Venting on online forums can be a stress release, but it only escalates our resentment toward people we do business with. AND poor communication is one of the big reasons that parents/students quit lessons. {mic drop}  Some teachers prefer to keep moms and dads at arm’s length and fire off a text or email here and there. But when they ask us for makeup lessons or don’t pay us our fees when expected, are they being difficult?

Perhaps we need to stop feeling like a victim and engage in a professional conversation.

Assertive communication:
I understand that your daughter is busy with her after school activities, but I do not have the time in my teaching schedule to offer make-up lessons.

Non-assertive communication:
“You can read the rules in my studio policy.”

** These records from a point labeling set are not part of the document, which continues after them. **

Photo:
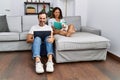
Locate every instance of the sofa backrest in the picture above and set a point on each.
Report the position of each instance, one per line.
(75, 20)
(28, 21)
(14, 23)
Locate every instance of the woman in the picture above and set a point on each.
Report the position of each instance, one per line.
(59, 25)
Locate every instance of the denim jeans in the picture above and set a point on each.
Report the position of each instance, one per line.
(36, 46)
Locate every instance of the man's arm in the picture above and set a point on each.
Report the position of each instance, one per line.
(51, 38)
(29, 38)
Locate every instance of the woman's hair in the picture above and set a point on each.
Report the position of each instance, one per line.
(42, 13)
(57, 8)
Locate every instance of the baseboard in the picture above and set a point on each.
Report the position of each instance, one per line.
(113, 56)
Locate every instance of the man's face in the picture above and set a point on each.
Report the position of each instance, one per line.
(42, 19)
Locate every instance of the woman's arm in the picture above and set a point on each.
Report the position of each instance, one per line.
(29, 38)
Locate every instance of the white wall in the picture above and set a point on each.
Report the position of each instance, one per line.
(81, 10)
(74, 7)
(105, 15)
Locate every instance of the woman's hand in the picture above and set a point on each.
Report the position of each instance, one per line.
(50, 39)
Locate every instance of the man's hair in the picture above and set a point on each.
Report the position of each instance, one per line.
(42, 13)
(57, 8)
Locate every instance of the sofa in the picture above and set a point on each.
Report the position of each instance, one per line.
(86, 44)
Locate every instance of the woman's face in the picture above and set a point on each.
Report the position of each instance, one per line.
(57, 13)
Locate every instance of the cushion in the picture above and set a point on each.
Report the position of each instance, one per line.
(3, 24)
(9, 36)
(58, 25)
(14, 23)
(81, 41)
(75, 20)
(29, 21)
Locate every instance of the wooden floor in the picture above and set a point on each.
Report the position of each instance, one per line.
(20, 66)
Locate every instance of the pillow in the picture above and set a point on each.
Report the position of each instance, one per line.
(58, 25)
(3, 24)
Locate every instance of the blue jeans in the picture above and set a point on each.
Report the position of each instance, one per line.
(36, 46)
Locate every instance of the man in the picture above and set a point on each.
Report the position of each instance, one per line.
(36, 44)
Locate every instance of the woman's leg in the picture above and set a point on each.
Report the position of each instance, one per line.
(36, 46)
(49, 48)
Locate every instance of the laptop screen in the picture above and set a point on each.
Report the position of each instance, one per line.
(42, 34)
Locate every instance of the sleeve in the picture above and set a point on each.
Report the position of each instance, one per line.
(31, 31)
(63, 22)
(50, 22)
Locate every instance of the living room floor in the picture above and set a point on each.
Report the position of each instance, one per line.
(20, 66)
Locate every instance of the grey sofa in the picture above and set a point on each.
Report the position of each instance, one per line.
(84, 45)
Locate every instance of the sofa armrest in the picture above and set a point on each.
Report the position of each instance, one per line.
(90, 30)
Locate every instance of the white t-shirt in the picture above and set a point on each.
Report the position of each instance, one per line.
(39, 28)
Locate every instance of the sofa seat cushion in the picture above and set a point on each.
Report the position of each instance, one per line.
(9, 36)
(23, 35)
(81, 40)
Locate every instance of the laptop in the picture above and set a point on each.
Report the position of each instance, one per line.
(42, 34)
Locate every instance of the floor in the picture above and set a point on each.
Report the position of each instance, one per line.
(20, 66)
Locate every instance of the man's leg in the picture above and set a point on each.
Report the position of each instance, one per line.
(36, 54)
(49, 48)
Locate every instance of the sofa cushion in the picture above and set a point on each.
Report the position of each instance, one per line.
(75, 20)
(14, 23)
(81, 40)
(29, 21)
(3, 24)
(23, 35)
(9, 36)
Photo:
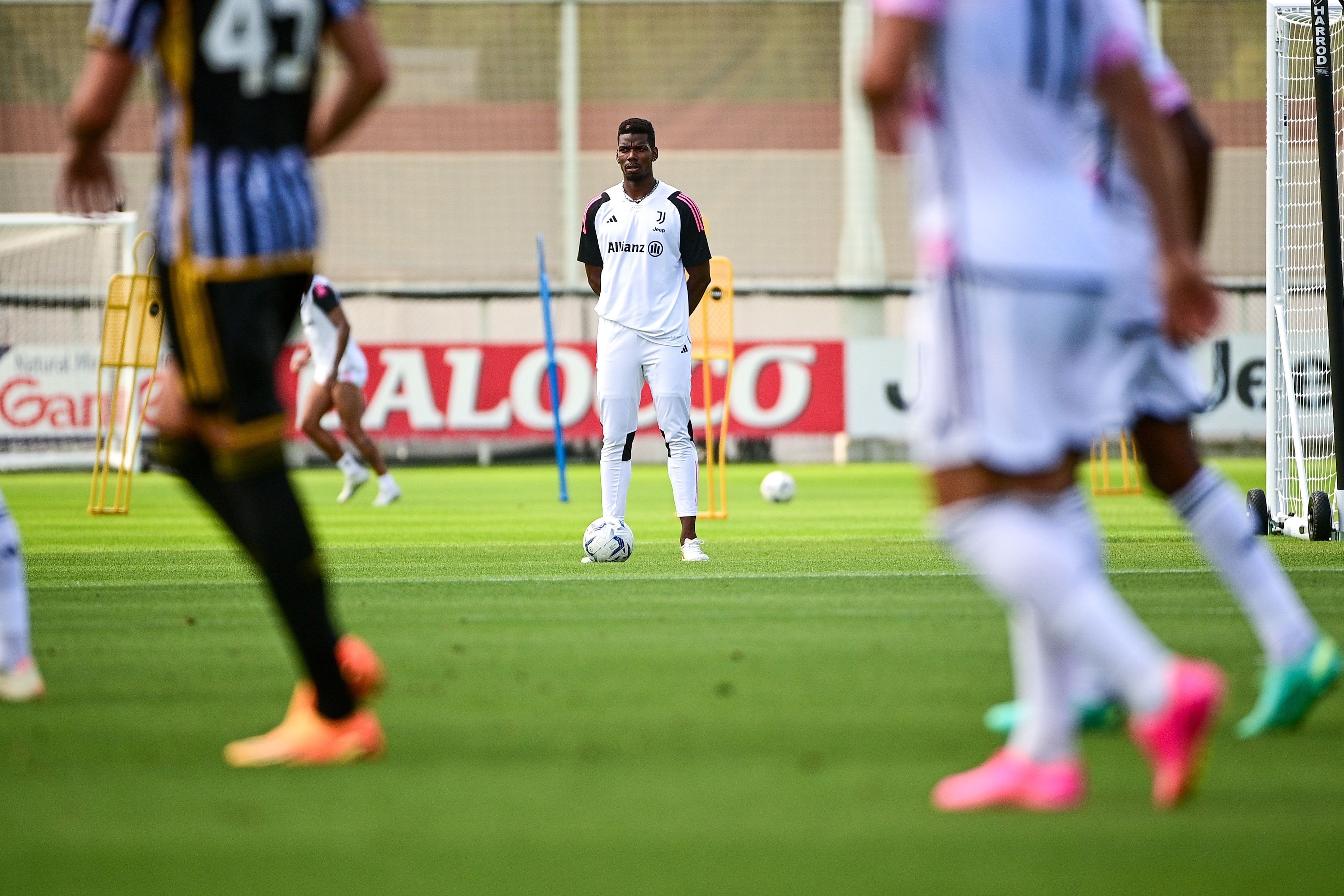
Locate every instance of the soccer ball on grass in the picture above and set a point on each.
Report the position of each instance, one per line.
(608, 541)
(779, 487)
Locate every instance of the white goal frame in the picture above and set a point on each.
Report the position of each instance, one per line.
(91, 297)
(1291, 475)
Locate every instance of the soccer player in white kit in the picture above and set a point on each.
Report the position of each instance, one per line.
(1156, 394)
(1014, 244)
(648, 260)
(339, 377)
(19, 677)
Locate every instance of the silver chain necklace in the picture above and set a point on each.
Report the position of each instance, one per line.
(656, 182)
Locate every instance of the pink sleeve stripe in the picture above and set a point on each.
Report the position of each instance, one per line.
(1170, 94)
(596, 199)
(695, 210)
(1117, 49)
(910, 9)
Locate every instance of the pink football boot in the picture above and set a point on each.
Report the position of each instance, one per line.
(1011, 780)
(1174, 737)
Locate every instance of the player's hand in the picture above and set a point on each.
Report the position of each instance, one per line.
(88, 183)
(1191, 301)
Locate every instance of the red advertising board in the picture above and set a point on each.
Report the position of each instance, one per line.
(428, 392)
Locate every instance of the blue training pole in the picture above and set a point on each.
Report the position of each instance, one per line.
(550, 366)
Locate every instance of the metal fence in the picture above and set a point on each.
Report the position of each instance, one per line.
(502, 116)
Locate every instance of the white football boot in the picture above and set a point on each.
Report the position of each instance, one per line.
(693, 551)
(23, 683)
(388, 493)
(355, 477)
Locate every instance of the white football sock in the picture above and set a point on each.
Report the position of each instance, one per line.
(683, 463)
(620, 420)
(1023, 554)
(14, 596)
(1087, 685)
(1218, 522)
(1046, 722)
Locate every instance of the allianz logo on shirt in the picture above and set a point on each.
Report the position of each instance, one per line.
(655, 249)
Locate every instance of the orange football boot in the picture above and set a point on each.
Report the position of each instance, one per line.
(361, 667)
(306, 738)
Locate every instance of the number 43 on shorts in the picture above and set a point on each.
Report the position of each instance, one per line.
(240, 37)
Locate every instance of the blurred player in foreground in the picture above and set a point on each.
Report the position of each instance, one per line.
(648, 260)
(237, 228)
(19, 676)
(1158, 394)
(339, 377)
(1017, 250)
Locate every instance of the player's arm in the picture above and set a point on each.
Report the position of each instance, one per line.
(1197, 148)
(88, 183)
(595, 273)
(697, 281)
(338, 318)
(886, 76)
(366, 76)
(1191, 304)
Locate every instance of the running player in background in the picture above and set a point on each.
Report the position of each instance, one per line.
(237, 226)
(339, 377)
(648, 260)
(1015, 248)
(19, 677)
(1158, 394)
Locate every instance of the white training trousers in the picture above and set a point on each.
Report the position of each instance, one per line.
(625, 362)
(1007, 378)
(354, 367)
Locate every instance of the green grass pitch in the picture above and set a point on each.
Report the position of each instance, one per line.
(766, 723)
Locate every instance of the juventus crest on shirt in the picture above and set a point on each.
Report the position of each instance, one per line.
(644, 249)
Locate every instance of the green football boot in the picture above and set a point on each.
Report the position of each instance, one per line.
(1289, 692)
(1101, 715)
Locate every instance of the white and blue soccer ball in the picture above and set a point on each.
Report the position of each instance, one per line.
(779, 487)
(608, 541)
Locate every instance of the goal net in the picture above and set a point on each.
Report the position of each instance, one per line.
(1300, 433)
(54, 273)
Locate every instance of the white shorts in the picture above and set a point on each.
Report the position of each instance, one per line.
(1006, 378)
(1151, 378)
(625, 362)
(354, 369)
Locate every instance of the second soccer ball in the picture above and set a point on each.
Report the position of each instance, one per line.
(608, 541)
(779, 487)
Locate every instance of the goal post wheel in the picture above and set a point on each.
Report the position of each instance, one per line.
(1320, 518)
(1257, 511)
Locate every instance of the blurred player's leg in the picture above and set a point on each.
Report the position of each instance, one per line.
(668, 372)
(990, 347)
(1038, 769)
(350, 406)
(1302, 663)
(318, 402)
(619, 385)
(230, 452)
(19, 676)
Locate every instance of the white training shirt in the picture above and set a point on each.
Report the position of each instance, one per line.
(644, 249)
(1131, 213)
(319, 301)
(998, 135)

Professional Communication in our businesses

Sorry, texting/email just doesn’t cut it. We read (aggressive) tone in those little-written conversations! Tone and body language go a long way to letting people know we ARE listening and we hear them before saying no to a request.
Many teachers struggle with parent/student relationships because they hide behind emails, texts, and other written communication. Yes, you need a written policy, but you will need to verbally discuss and remind students how your studio runs and how you want to do business with them. (Don’t take it personally when you have to repeat yourself!)  Well-written email reminders can complement your message. (professional email etiquette) Face-to-face conversations will always save the day and your sanity. 

More about better communication for the voice teacher: Check out Podcast Episode 113, Managing Expectation.

But what if they get angry? What if they quit?! The private music teacher always fears making someone angry or having them discontinue lessons. If your conversation is honest and your tone non-threatening, you shouldn’t have a difficult time. Most people are not that unreasonable.

Consider communications skills a lifelong skill that can be developed and improved. Reflect on how you will level up in those everyday situations and manage them with firm kindness and professionalism.